For those hard-to-please teens and tweens, The Mile High City offers a carnival of amusements. At the 60,000-square-foot Denver Skatepark, centrally located in the Platte River Valley, ramps, concrete bowls, moguls, stairs, curbs and banks provide hours of outdoor freedom. It’s the largest free skate park in the nation and the expansive hours run from dawn to 11 p.m.. Helmets are optional, but encouraged. At Putting Edge Glow-in-the-Dark Mini Golf , an indoor putting palace bedecked with a rainbow of psychedelic colors, it’s easy to think you’re stuck in the 60s while navigating your neon golf ball through hand-painted sets of haunted castles, twisted trees, sea creatures, and medieval knights. The 18-hole, carpeted course spans four rooms of myriad challenges, all of which are intensified by the groovy visuals. The final hole – a fluorescent replica of Skee-Ball – makes winning a free game far easier than putt-putting through a swamp of menacing reptiles.
Teens can get their groove on at the Mercury Café, an organic restaurant and popular dance, theater and poetry hall that swells with a young crowd of hipsters. Swing dancing is the main draw, but salsa and tango nights are riots of fun and if you’re a beginner, the all-ages club offers inexpensive lessons. Poetry slams are held throughout the week, there are sporadic open mic sessions and you can catch an occasional, thought-provoking film, several of which are indie-produced.
There’s no shortage of fun-filled, free – and nearly free – family activities in Denver. On the first Tuesday of every month, the Children’s Museum of Denver hosts complimentary guided story hours and playtimes, from 4 p.m.-8 p.m. The Denver Art Museum is always free for children age six and younger, and free for all Colorado residents the first Saturday of each month.
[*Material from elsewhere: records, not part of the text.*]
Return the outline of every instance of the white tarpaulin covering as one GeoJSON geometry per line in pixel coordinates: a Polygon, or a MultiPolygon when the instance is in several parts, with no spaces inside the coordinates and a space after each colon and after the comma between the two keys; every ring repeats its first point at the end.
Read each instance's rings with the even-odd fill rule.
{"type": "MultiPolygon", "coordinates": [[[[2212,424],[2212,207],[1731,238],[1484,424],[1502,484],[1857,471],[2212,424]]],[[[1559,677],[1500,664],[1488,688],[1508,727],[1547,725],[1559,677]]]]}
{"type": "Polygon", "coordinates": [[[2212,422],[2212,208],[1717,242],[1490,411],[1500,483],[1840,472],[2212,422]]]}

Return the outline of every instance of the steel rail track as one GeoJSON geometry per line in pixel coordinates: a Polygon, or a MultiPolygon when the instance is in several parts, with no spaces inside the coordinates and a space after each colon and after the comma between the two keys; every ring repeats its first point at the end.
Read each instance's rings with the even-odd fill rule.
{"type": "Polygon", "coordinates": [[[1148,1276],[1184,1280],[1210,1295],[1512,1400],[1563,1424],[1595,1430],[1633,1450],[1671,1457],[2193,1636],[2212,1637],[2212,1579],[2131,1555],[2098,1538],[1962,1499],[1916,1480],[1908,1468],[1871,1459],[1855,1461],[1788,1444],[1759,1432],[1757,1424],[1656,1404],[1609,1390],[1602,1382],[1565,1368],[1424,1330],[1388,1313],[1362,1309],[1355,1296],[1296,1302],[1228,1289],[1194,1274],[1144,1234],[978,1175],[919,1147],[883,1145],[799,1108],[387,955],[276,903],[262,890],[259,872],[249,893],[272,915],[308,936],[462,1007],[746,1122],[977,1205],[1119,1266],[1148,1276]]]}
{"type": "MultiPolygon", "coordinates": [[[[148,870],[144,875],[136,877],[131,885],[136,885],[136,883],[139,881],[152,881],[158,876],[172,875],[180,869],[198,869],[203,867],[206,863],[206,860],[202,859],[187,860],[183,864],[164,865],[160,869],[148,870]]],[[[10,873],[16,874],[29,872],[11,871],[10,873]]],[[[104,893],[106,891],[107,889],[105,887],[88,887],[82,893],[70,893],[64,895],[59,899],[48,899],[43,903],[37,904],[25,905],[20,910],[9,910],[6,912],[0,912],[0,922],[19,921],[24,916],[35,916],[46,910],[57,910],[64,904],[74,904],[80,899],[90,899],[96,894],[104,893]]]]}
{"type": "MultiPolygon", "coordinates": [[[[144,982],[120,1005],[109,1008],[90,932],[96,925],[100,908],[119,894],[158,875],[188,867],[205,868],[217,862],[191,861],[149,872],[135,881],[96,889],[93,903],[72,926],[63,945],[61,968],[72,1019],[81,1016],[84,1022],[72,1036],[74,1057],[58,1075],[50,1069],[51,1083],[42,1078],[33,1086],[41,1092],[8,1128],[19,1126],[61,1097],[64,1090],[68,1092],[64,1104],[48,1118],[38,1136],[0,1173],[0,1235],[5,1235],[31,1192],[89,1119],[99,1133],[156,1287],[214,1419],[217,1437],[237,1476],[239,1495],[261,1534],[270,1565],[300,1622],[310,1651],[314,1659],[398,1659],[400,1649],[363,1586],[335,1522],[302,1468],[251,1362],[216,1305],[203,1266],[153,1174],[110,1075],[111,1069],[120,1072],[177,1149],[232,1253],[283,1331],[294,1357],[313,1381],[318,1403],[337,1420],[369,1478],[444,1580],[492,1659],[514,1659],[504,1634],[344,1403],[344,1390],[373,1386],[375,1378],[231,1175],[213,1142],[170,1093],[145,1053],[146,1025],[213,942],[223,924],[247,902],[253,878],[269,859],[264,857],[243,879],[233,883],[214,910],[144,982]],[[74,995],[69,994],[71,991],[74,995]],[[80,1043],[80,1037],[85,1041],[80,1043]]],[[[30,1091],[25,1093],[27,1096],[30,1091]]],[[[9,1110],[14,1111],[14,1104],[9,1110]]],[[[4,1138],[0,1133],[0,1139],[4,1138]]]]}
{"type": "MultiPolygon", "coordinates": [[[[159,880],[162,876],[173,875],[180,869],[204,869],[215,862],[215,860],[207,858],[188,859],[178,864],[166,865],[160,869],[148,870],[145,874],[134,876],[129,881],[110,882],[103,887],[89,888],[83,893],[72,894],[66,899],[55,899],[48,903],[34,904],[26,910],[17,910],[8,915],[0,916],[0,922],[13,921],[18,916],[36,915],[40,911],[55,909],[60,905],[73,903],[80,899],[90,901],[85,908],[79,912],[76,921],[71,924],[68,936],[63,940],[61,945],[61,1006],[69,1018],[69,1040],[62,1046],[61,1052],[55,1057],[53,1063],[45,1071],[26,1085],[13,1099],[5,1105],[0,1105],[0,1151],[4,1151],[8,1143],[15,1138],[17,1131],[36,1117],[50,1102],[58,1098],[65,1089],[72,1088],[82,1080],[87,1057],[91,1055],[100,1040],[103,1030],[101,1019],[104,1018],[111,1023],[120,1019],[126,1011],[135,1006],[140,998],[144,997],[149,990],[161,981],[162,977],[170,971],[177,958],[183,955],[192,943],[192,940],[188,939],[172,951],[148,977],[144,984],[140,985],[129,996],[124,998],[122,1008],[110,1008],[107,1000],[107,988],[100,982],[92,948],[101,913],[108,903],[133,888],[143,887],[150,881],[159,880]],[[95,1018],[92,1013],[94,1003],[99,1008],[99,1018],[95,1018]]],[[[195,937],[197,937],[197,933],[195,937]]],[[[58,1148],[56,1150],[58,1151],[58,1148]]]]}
The Tattered Cover Bookstore, arguably the top independent bookseller in the country, hosts hundreds of free children’s events throughout the year, including lectures, book release parties and author appearances. A shuttle journey up and down Denver’s 16th Street Mall, a pedestrian-only outdoor promenade, is a terrific way to spend an afternoon window shopping and sight-seeing, and not only is the shuttle ride free, so are the entertaining street performers. The free tours of the Colorado State Capitol and the Denver U.S. Mint (you must book in advance for the U.S. Mint tours) are definitely worth taking, both for their historical and educational value. Denver is an undisputed sports Mecca, and while tickets to the major sporting events don’t come cheap, in-the-know baseball fanatics purchase Colorado Rockies baseball ROCKPILE seats, which cost just $4 for adults and $1 for kids age 12 and under. Sure, you won’t score a seat behind home plate, but you’ll sit altitude-high with some of the most die-hard baseball fans in the country.